Introduction
L’Éthiopie, pays emblématique de la Corne de l’Afrique, reste sous haute tension malgré la signature d’un accord de paix entre le gouvernement fédéral et les autorités du Tigré. Depuis la fin de la guerre civile en novembre 2022, la paix demeure précaire, minée par les suspicions, les retards dans la mise en œuvre des engagements et la persistance de violences sporadiques. L’avenir de la réconciliation nationale et de la stabilité régionale dépend de la capacité des parties à tenir leurs promesses et à restaurer la confiance.
Contexte : une guerre civile dévastatrice
Entre novembre 2020 et novembre 2022, l’Éthiopie a été le théâtre d’un conflit sanglant opposant le gouvernement fédéral, dirigé par le Premier ministre Abiy Ahmed, à la région du Tigré, sous la direction du Front de libération du peuple du Tigré (TPLF). Ce conflit, marqué par des atrocités, des blocus humanitaires et des accusations de crimes de guerre, a fait des centaines de milliers de morts, des millions de déplacés et des destructions massives.
La signature de l’accord de paix de Pretoria, sous l’égide de l’Union africaine, a permis un cessez-le-feu et la levée du blocus sur le Tigré. Cependant, la paix reste fragile, car les blessures du conflit sont profondes et les griefs nombreux de part et d’autre.
Les termes de l’accord de paix
L’accord de Pretoria prévoit plusieurs mesures clés :
- Le désarmement des combattants du TPLF et leur intégration dans les forces de sécurité nationales.
- La levée du blocus humanitaire et la reprise de l’aide internationale dans la région du Tigré.
- Le rétablissement des services publics (électricité, télécommunications, routes).
- La création d’une commission de justice transitionnelle pour enquêter sur les crimes commis pendant la guerre.
- La tenue d’élections régionales sous supervision internationale.
Les obstacles à la mise en œuvre
Malgré ces engagements, la mise en œuvre de l’accord se heurte à de nombreux obstacles :
- Le manque de confiance : les Tigréens accusent le gouvernement central de ne pas respecter ses promesses, notamment en matière de rétablissement des services et de justice.
- Les retards dans la reconstruction : la plupart des infrastructures du Tigré sont détruites, et la reconstruction avance lentement, faute de moyens et de coordination.
- La persistance des violences : des affrontements sporadiques continuent d’opposer l’armée éthiopienne à des groupes armés locaux, et des milices amhara commettent des exactions dans les zones contestées.

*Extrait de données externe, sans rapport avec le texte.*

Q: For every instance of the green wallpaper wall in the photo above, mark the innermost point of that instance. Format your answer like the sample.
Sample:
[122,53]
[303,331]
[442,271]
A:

- La crise humanitaire : des millions de personnes dépendent encore de l’aide alimentaire, et les organisations humanitaires peinent à accéder à certaines zones.
Le rôle de la communauté internationale
La communauté internationale, notamment l’Union africaine, l’ONU et les États-Unis, suit de près l’évolution de la situation. Elle appelle à la pleine application de l’accord de paix, à la levée des obstacles à l’aide humanitaire et à la tenue de procès équitables pour les crimes commis.
L’Union africaine a déployé une mission de surveillance pour suivre le désarmement et la réintégration des combattants, mais son mandat reste limité et ses moyens insuffisants.
Les conséquences pour la société éthiopienne
La paix fragile au Tigré a des répercussions sur toute la société éthiopienne. Les déplacés peinent à rentrer chez eux, les familles sont séparées, et la méfiance entre communautés demeure. La guerre a exacerbé les tensions ethniques et religieuses, et la réconciliation nationale semble encore lointaine.

Les jeunes, en particulier, souffrent du manque de perspectives et de la destruction des infrastructures éducatives. Beaucoup rejoignent des groupes armés ou tentent de quitter le pays, alimentant la crise migratoire régionale.
Les défis à venir
La réussite de la paix en Éthiopie dépendra de plusieurs facteurs :
- La volonté politique : les dirigeants doivent montrer l’exemple en respectant leurs engagements et en promouvant le dialogue.
- La justice transitionnelle : la création d’une commission indépendante pour enquêter sur les crimes de guerre est essentielle pour restaurer la confiance.
- La reconstruction économique : la relance de l’économie du Tigré et du reste du pays est indispensable pour éviter une nouvelle spirale de violence.
- La réconciliation communautaire : des initiatives locales de dialogue et de médiation doivent être encouragées pour apaiser les tensions.
Conclusion
L’accord de paix entre le gouvernement éthiopien et le Tigré reste un espoir fragile pour la stabilité de l’Éthiopie et de la région. Sa réussite dépend de la capacité des parties à surmonter les suspicions, à respecter leurs engagements et à reconstruire une société inclusive et juste. La communauté internationale a un rôle clé à jouer pour accompagner ce processus et éviter une rechute dans la violence.